Your admirers think  
You’ve got “macho appeal,” 
But you’re also sensitive 
To how others feel. 
You’ll always be able, 
Both mighty and great, 
For success and strength 
Are within your fate.


I still have the mug. Its bottom permanently stained from years of doubling as ashtray. I don’t think I’ll ever get rid of it. It’s not because of some love for him, I can’t even remember his name. But I remember the way he would laugh and smile and look at me. Occasionally I would be uncomfortable but it was always ok. The mug was important to him and for whatever reason I’ve always made sure to take care of it. Sometimes when I need to be reminded of how fucking lucky I am, I’ll contemplate the mug. Other times it’s an off-green ashtray, stained and weary. Whenever I see gay kids, I think of him and his refusal of fate. If these kids can smile and laugh and play fight on Christopher Street I can do anything. I tell Veronica about the theater group but I keep it surface. I tell her how years ago I knew I could have been an actor but it never held any appeal. It’s one of my jokes, that I claim to half believe. The thing is I don’t half believe it, I’ve fully believed it for as long as I can remember. If I had wanted to act, sky would have been the limit. I knew it, in an almost shamanic way. I don’t go into too much detail about my self knowledge, just enough to sound cocky. Maybe slightly delusional too, but in that way that is never second guessed. I remember a girl I loved once said she was going to be President. She was in the theater group too and she delivered her ludicrous predictions in such a matter of fact way, that at seventeen I never doubted their plausibility. 

After dinner we walk through the West Village, sticking to the beautiful blocks. There is still sunlight, and everything is perfect. Talking, flirting, getting to know each other. I’m still enthralled with her potential but I’m calmer now, not fumbling with the moment, rather, moving in it. We stop on a stoop on Waverly Place, around the corner from where it meets Perry Street. I think about us having one of these places someday. Her movies will make it possible and I will be content to be a stay home creative type, tending to children and brownstone. I swing back to the reality at hand, pull her close and we kiss. There is no clamor for symmetry, no crashing of teeth or over enthusiastic prodding. It is simply a first kiss.  
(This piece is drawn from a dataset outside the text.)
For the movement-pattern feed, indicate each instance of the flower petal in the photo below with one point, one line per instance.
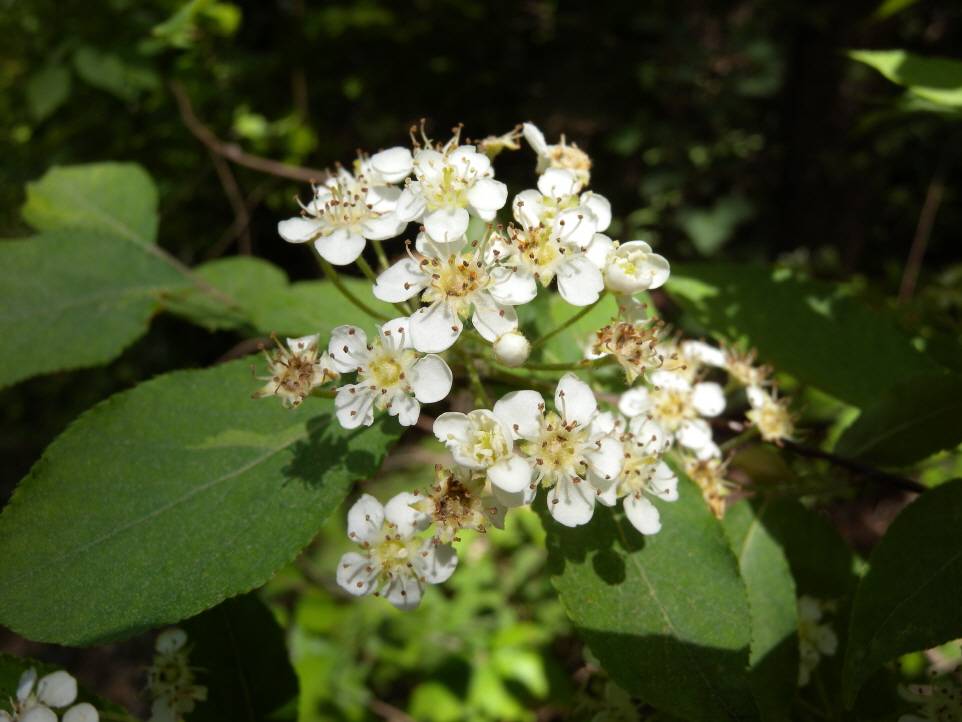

After a few moments of embrace I sit back down on the stoop. I look up at her generic black dress and wonder where this would go. How far into the night we would make it, six to six? All the way to sweaty and tired? First kiss to first sleep? From my seat I watch Veronica lean slightly down and put her right hand up her skirt. I see the silk like fabric move between her legs and realize she’s touching the inside of her thigh. A moment later wet fingers are pressing into mine. It’s August after all, and the entire city is sticky. Why shouldn’t we revel in our excitement, in finding someone, share it with each other. A little secret beneath the humidity. 

“Is that…?” 

“Yes…” 

I stand up and we kiss again. And then we start talking. 

“What do you want to do?” 

“I want to keep hanging out with you, I don’t care what we do.”  

“Well I made plans with that dude, but I will cancel on him and we can do something.” 

Why the fuck is she telling me this. Why do I have to hear that she put me on the early half of her date card. Didn’t I hear enough about the magazine editor that is chasing her on the night we met. I side step this emotional pitfall and stay focused. I am younger and clearly cooler than whoever is getting cancelled on and I’m getting the second half of the card now too. Fuck this guy, stay focused, be yourself. We’ll make it to the end of this night, life raft, sex, rescue, anything, whatever. She cancels on him via text and we move off the stoop, into the evening.